Hei, Bung


Hei, bung aku ingin bercerita.
Ihwal sakitnya negeri ini. 
Paradoks dengan keniscayaan.
Pancasila entah kemana. 
Sejarah dibuang percuma. 
Pahlawan diinjak sekenaknya. 
Dihina sepuasanya. 
Dipandang bagai sampah. 

Kaum hipokrit bermunculan bak jamur dimusim hujan. 
Menebar ayat-ayat. 
Primodialisme tak lupa. 
Muak aku melihatnya.

Negeri ini dijejali sumpah serapah. 
Makian. cacian
 Sampah kata bertebaran di mana-mana.
Dusta menjadi santapan para tukang bejak, petani, guru, agamawan, pengamen, pelacur hingga pencuri.
Asupan gizi kaum pemarah sudah biasa. 
Ditelan mentah-mentah. 
Busuknya sudah tak terasa. 

Penguasa keparat bersuka cita. 
Kemenangan telah diraih. 
Asa telah direngkuh
Moral diludahi
Masa bodoh dengan tenun Bhineka. 

Hei Bung, aku melihat anak menangis kelaparan, sejawat bermusuhan, petani yang dirampas tanahnya, pejuang agraria yang dibunuh percuma, derai kemiskinan menghantar pada sang pencipta.
Gurat nestapa tak pernah hilang pada setiap wajah.
Atas nama pembangunan. 
Atas nama kekuasaan. 
Atas nama kemapanan. 
Nyawa, bhineka, raga tak berharga, barang satu sen. 

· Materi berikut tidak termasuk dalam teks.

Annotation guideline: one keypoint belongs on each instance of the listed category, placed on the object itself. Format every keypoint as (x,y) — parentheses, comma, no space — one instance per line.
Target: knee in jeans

Anjing-anjing fasisme melolong dengan angkuhnya. 
Mengigit tiap benang kesatuan. 
Menakuti impian para pahlawan. 
Setia menjaga jengkal kapling kekuasaan.

Hei Bung, aku berduka pada negeri ini. 

Perjalanan Malang-Surabaya
10 Febuari 2017
*puisinya sudah dipost di web Rayon Pancasila

Komentar

Posting Komentar

Postingan populer dari blog ini

Emak: Catatan Rindu

Takut

Ara, aku bertanya.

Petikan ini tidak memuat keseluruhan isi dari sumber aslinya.